老爺子回頭盯著林峰,話鋒一轉,冷冷道:「這一年多,他腦子裡面盡在想些什麼他自己清楚。」
林峰不由自主的將頭埋得更低了。
老爺子目光如炬的瞪著林峰,語氣不容置疑的,嚴厲命令道:
「明天一早,立刻給我回學校去。不到真正畢業那天。不准再回這個家來見我們。還有,把手機留下。學生就要有個學生的樣子。除了逢年過節,不准往家打電話。」
童大小姐愕然瞠目,不可思意的望著老爺子。不畢業不回家?非逢年過節,不得打電話?她怎麼覺得這話那麼熟呢!
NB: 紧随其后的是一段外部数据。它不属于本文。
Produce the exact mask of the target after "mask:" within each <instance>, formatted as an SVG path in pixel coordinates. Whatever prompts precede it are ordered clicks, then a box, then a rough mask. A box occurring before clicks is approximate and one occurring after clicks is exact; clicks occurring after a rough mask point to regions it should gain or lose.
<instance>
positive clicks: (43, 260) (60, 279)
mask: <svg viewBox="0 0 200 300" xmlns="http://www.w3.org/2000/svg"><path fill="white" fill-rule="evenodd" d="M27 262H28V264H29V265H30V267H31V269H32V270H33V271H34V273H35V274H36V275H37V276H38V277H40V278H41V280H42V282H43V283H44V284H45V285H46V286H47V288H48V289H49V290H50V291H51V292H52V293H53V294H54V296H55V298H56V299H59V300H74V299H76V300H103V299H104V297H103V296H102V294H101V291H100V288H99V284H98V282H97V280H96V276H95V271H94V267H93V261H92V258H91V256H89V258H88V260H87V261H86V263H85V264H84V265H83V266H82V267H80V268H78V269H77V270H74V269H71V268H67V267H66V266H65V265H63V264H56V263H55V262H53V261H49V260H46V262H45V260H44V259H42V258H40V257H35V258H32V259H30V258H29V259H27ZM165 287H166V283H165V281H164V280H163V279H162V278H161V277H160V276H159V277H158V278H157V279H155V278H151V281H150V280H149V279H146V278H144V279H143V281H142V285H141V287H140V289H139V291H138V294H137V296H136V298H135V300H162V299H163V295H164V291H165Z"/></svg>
是了,前世她被送去參加生存技能訓練時,她的父親童念華也是這麼對她說的。只不過,父親的口氣更為冷酷。當時,十歲不到的她,心裡充滿了憤恨。覺得父親從沒把她當孩子,只拿她當傳承童氏的工具。
可是,現在倒回去想想。父親或者也是像爺爺愛林峰一樣,深愛著她吧?為了她將來的路途更順暢一些,所以才狠起心腸將她扔進那食人森林。任她與野獸和自然相抗。
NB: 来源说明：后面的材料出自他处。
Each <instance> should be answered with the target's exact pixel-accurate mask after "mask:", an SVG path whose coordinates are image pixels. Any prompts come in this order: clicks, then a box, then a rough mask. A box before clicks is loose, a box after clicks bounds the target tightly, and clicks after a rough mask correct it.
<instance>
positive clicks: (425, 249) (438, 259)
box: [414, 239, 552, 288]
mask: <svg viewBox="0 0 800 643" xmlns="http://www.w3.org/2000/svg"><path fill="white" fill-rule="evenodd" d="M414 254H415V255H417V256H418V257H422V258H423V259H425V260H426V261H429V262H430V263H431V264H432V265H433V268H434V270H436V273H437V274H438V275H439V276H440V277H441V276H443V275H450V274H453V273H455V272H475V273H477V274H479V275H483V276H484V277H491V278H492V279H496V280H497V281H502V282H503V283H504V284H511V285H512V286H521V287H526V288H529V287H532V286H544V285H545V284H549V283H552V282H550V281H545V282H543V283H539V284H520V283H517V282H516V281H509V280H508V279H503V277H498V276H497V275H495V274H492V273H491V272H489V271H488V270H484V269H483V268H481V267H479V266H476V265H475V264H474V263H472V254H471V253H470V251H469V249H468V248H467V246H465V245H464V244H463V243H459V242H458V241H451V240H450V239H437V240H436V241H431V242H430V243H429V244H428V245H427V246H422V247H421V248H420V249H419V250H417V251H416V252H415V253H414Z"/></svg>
也許她潛意識裡,早就意識到這一點。所以,她真正恨的是童氏。她討厭的是繼承人的身份。她渴望像平常人家的孩子那樣得到父母的寵愛……
「小欣!」
「啊!」童大小姐猝然回神。眼前只有一臉鬱悶的林峰,已經不見了老爺子的影子。
「爺爺呢?」
「回去了。」林峰輕聲回道。
「哥,爺爺的話你別往心裡去。爺爺他很愛你。昨天晚上,知道你受傷後,他差點就坐飛機去香港找我們了。」童大小姐生怕林峰自尊心受打擊,她有些急切的安撫道:
「事實上,在同齡人中,你已經是頂尖的好男兒了。不過,爺爺對你寄予了很高的期望。他想將你培養成林叔叔的接班人。」
「我知道。」林大少認真的點頭道:「我知道爺爺為什麼這麼生氣,也知道自己的問題出在哪兒。我沒有怪爺爺。」
瞧!這孩子比她當年可是懂事多了!
「你知道就好!」童大小姐欣慰的點頭。
是的,他知道自己的問題出在哪兒。也知道該怎麼去彌補。林大少抬手按住她的肩膀,深邃的眸子,目不轉睛的盯著小欣,似乎要將她的樣子刻進眼裡一樣。
童大小姐也抬頭望著他,眼睛裡充滿了鼓勵和信任。她相信,相信他一定可以成功,一定會讓爺爺為他感到自豪和驕傲!一定會成為一個真正了不起的男子漢!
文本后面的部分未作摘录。